Couldn't agree more! Although with some birds that have already had "juice" added (It says on the label), brining isn't as necesarry. 

(We'll still do it to add a bit of flavor and misture, but I back off the salt, since there's already extra salt in the bird)

BTW - Did anyone see Good Eats last night? Alton Brown did a brined and fried bird. 

The best part though, was when they were demonstrating what "could" go wrong. They put a wet, still frozen bird into 400+ degree oil. They basically combined everything you shouldn't do into one example. The resulting boil-over and fire was extremely impressive (And really underscored the safety issue). This was all done in a safe/secured setting with the local fire department on hand. Still nothing like a grease powered fireball shooting 10 feet in the air! 

John


----------



## Andy M. (Nov 20, 2006)

ronjohn55 said:
			
		

> ...BTW - Did anyone see Good Eats last night? Alton Brown did a brined and fried bird...


 

I thought the step ladder rig and lowering the turkey into the oil from 10 feet away was a little over the top.  But he does like to have his fun, doesn't he?


----------



## GB (Nov 20, 2006)

Yes he does like to take things to the extreme. The ladder rig was a bit much and I doubt anyone other then AB will ever go through the effort of doing that. His points are valid though.

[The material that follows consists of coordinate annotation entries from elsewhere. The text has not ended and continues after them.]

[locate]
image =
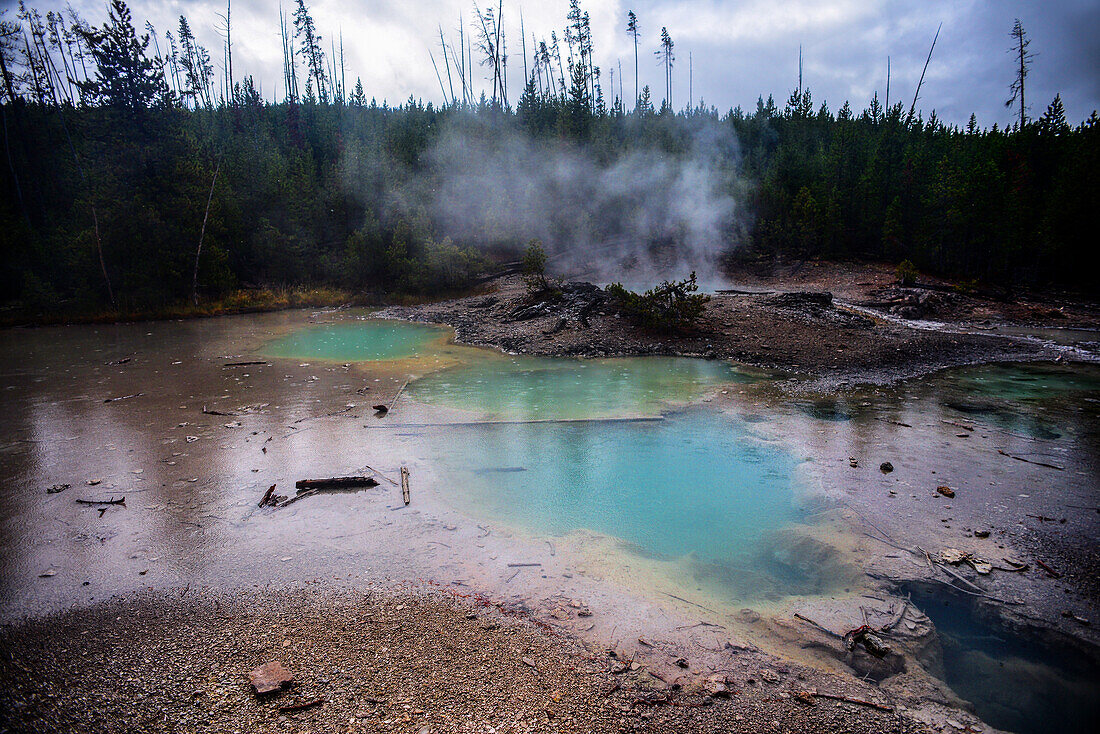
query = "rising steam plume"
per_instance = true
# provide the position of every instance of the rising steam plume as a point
(639, 216)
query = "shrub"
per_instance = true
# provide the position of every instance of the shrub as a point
(906, 272)
(666, 307)
(535, 267)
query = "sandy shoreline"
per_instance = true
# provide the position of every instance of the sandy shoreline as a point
(383, 661)
(429, 656)
(828, 342)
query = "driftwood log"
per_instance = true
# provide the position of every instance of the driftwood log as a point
(336, 483)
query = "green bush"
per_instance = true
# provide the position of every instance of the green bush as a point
(666, 307)
(535, 267)
(906, 272)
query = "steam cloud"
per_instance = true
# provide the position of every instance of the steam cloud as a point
(638, 217)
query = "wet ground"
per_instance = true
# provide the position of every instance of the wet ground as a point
(770, 499)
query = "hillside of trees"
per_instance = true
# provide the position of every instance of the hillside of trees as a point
(132, 179)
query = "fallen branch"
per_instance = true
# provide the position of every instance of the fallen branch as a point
(300, 495)
(848, 699)
(681, 599)
(1054, 574)
(699, 624)
(348, 408)
(336, 483)
(825, 630)
(893, 623)
(122, 397)
(978, 593)
(956, 424)
(298, 707)
(960, 578)
(894, 423)
(1037, 463)
(267, 496)
(394, 402)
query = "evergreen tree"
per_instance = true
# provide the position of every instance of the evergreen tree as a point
(125, 78)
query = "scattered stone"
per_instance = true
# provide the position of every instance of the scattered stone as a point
(1069, 615)
(270, 677)
(769, 676)
(716, 687)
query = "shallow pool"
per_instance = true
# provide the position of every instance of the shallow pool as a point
(693, 485)
(369, 340)
(528, 387)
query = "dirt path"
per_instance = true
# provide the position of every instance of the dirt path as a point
(381, 661)
(810, 333)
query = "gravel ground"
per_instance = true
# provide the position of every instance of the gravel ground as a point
(392, 660)
(762, 330)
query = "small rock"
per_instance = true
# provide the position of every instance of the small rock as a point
(270, 677)
(716, 688)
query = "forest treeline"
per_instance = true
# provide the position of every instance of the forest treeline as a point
(131, 179)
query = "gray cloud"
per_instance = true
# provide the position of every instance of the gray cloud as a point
(739, 48)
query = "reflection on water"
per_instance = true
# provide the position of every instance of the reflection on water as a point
(1018, 685)
(693, 485)
(527, 387)
(366, 340)
(716, 494)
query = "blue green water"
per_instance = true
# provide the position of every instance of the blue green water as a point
(356, 342)
(1023, 397)
(537, 453)
(694, 484)
(1018, 685)
(526, 387)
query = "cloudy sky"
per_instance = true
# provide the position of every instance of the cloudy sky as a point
(738, 48)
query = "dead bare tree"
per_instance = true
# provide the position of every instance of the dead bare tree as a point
(198, 251)
(916, 94)
(1024, 58)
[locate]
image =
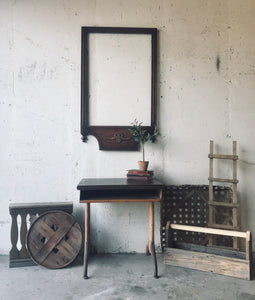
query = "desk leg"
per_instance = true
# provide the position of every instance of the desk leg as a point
(86, 240)
(151, 245)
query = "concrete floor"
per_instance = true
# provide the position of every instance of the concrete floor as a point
(118, 277)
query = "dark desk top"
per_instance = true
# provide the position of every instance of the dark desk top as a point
(117, 183)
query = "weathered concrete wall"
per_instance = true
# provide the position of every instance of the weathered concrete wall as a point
(206, 91)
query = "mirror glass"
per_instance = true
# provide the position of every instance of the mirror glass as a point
(119, 79)
(118, 84)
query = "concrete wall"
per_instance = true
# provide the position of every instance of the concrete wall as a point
(206, 91)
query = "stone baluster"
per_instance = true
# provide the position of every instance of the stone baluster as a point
(14, 253)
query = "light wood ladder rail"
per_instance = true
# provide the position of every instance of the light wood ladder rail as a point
(212, 204)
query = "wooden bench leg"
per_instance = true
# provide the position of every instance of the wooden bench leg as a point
(86, 240)
(151, 245)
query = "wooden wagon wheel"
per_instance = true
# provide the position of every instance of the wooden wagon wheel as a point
(54, 239)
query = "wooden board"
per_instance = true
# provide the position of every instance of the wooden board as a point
(215, 260)
(54, 239)
(207, 262)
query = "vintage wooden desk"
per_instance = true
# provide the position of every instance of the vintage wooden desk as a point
(120, 190)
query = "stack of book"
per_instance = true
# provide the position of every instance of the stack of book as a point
(139, 175)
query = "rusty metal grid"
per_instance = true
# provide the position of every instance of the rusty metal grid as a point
(188, 205)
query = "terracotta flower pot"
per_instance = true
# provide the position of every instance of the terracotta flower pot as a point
(143, 165)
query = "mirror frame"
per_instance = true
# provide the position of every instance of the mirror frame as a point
(114, 137)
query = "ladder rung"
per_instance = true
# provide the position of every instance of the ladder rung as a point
(223, 204)
(223, 156)
(223, 180)
(223, 226)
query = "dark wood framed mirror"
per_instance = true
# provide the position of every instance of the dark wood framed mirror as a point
(118, 84)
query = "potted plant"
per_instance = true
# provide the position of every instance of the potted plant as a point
(141, 135)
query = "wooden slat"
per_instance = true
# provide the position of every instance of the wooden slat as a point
(223, 204)
(211, 179)
(223, 226)
(223, 156)
(93, 200)
(208, 262)
(208, 230)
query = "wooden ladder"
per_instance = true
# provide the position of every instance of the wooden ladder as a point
(212, 204)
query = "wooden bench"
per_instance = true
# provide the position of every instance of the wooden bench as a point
(216, 260)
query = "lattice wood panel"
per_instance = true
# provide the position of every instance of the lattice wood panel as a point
(188, 205)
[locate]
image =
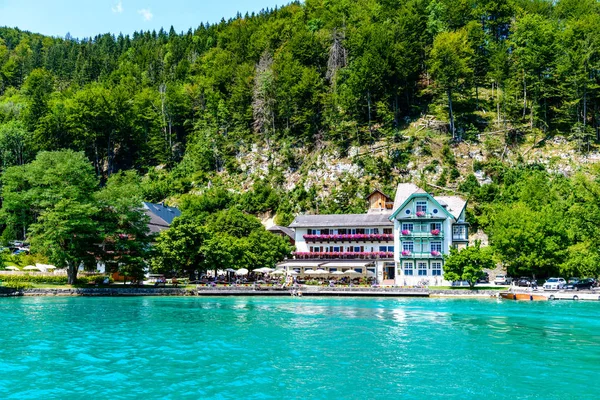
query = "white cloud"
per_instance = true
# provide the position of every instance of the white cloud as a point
(118, 8)
(146, 14)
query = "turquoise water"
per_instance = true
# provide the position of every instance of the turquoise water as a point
(274, 348)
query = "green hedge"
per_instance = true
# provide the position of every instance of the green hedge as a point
(49, 279)
(11, 280)
(95, 279)
(18, 285)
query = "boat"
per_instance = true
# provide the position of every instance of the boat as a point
(523, 296)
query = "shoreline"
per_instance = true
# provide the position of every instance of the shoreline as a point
(248, 291)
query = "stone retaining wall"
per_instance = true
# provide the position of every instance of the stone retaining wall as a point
(249, 291)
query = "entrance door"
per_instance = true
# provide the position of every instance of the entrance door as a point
(390, 272)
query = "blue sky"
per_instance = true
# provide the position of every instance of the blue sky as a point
(84, 18)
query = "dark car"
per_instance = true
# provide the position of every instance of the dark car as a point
(526, 282)
(581, 284)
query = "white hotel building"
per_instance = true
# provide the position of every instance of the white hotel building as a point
(399, 243)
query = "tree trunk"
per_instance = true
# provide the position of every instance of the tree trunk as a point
(524, 95)
(369, 105)
(449, 92)
(72, 273)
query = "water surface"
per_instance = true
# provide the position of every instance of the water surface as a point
(274, 348)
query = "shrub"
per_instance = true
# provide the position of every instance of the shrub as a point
(48, 279)
(93, 279)
(18, 285)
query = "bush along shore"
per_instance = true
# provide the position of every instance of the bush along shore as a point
(247, 291)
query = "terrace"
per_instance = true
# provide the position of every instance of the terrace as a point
(360, 237)
(344, 255)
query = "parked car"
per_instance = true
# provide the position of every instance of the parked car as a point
(555, 284)
(502, 279)
(580, 284)
(484, 279)
(526, 282)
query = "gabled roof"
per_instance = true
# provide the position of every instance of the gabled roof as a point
(379, 191)
(161, 216)
(341, 220)
(404, 191)
(454, 204)
(277, 228)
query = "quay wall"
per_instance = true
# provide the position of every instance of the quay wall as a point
(249, 291)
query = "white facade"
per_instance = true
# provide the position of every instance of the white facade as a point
(403, 247)
(424, 230)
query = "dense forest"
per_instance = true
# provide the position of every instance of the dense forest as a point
(182, 109)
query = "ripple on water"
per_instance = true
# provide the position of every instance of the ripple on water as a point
(272, 348)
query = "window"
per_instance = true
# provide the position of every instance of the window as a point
(436, 246)
(436, 225)
(459, 232)
(408, 246)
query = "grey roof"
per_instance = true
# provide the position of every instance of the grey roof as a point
(284, 229)
(341, 220)
(161, 216)
(403, 192)
(454, 204)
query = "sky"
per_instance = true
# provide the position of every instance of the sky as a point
(85, 18)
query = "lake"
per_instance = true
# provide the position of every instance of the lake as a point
(274, 348)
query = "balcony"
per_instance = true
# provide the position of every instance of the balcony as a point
(359, 237)
(460, 238)
(428, 254)
(422, 215)
(344, 255)
(435, 234)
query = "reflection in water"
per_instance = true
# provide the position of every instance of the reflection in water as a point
(295, 347)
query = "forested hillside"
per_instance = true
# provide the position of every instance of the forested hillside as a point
(307, 107)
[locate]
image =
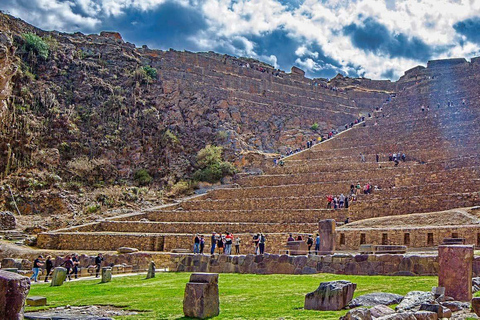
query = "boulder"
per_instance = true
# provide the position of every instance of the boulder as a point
(151, 270)
(357, 314)
(58, 277)
(476, 305)
(7, 220)
(14, 289)
(414, 299)
(106, 274)
(426, 315)
(375, 298)
(330, 296)
(126, 250)
(381, 311)
(201, 299)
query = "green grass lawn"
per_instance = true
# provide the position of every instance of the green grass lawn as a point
(242, 296)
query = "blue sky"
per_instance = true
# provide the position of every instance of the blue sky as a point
(371, 38)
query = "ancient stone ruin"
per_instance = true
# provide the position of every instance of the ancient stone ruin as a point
(201, 299)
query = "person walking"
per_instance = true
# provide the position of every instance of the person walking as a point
(48, 267)
(98, 264)
(37, 264)
(237, 245)
(213, 243)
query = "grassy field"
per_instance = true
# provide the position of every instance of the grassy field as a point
(242, 296)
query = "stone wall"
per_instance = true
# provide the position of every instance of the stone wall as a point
(350, 264)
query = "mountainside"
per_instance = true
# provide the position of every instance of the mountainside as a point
(81, 114)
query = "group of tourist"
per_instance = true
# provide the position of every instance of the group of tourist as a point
(70, 263)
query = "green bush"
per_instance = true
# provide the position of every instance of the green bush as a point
(36, 44)
(151, 72)
(142, 177)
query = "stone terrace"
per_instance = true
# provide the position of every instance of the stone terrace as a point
(441, 173)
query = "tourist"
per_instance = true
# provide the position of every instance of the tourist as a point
(261, 243)
(202, 243)
(237, 245)
(98, 264)
(76, 262)
(196, 244)
(37, 264)
(68, 264)
(48, 267)
(213, 243)
(228, 243)
(309, 242)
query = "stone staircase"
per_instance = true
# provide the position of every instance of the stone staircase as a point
(441, 173)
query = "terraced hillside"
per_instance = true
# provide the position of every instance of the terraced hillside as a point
(440, 173)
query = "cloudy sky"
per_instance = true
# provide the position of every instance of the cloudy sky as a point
(371, 38)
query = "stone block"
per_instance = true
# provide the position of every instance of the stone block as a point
(106, 274)
(330, 296)
(151, 270)
(14, 289)
(201, 299)
(326, 230)
(455, 274)
(36, 301)
(58, 277)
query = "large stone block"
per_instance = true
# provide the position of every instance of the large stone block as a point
(330, 296)
(14, 289)
(455, 274)
(58, 277)
(201, 299)
(326, 230)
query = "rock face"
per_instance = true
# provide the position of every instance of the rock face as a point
(376, 298)
(151, 270)
(455, 271)
(326, 230)
(7, 221)
(106, 274)
(201, 299)
(59, 276)
(329, 296)
(14, 289)
(413, 300)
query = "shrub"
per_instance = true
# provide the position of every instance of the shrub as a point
(142, 177)
(36, 44)
(150, 72)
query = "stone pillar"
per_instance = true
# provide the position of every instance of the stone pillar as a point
(151, 270)
(58, 277)
(326, 230)
(455, 271)
(14, 289)
(201, 298)
(106, 274)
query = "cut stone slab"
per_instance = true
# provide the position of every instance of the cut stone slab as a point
(36, 301)
(106, 274)
(127, 250)
(357, 314)
(58, 277)
(455, 271)
(381, 311)
(375, 298)
(14, 289)
(151, 270)
(201, 299)
(330, 296)
(414, 299)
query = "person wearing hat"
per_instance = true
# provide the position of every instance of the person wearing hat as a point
(37, 264)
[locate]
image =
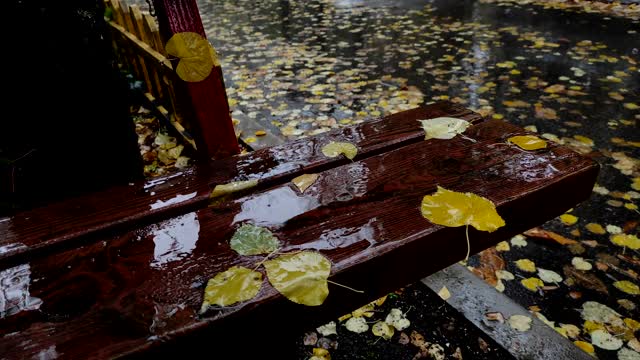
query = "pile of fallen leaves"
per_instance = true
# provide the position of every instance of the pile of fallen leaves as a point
(629, 10)
(160, 152)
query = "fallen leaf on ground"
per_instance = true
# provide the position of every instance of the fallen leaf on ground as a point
(568, 219)
(444, 293)
(494, 316)
(327, 329)
(232, 286)
(303, 182)
(503, 246)
(626, 240)
(397, 319)
(580, 264)
(520, 322)
(334, 149)
(443, 127)
(604, 340)
(585, 279)
(490, 264)
(528, 142)
(357, 325)
(595, 228)
(627, 287)
(300, 277)
(526, 265)
(532, 283)
(519, 241)
(253, 240)
(383, 330)
(585, 346)
(549, 276)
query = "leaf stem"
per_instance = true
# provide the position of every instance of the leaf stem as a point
(345, 286)
(468, 243)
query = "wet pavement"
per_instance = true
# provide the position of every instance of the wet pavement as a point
(300, 68)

John that was quite an impressive fire!!!


----------



## ronjohn55 (Nov 20, 2006)

Andy M. said:
			
		

> I thought the step ladder rig and lowering the turkey into the oil from 10 feet away was a little over the top. But he does like to have his fun, doesn't he?


 
LOL! Yes, Sheila and I both got quite a kick out of his whole "Turkey Derrick" routine!

(For the record, I have helped cook a bunch of these, and we have never employed a ladder in the process...)

John


----------



## aeyla (Nov 20, 2006)

I saw that episode also, I love him even though he goes over board. I can just see people frying a turkey and starting the fire and suing him if he did not use those precautions.... It is all to appease the sue happy public.


----------



## JohnL (Nov 20, 2006)

Yup, I always brine our turkeys whether I bake, BBQ or fry. I only brine ours for 24hrs or so and they turn out fine. Injecting them with a flavored solution either commercial or homemade also works well when deep frying.


----------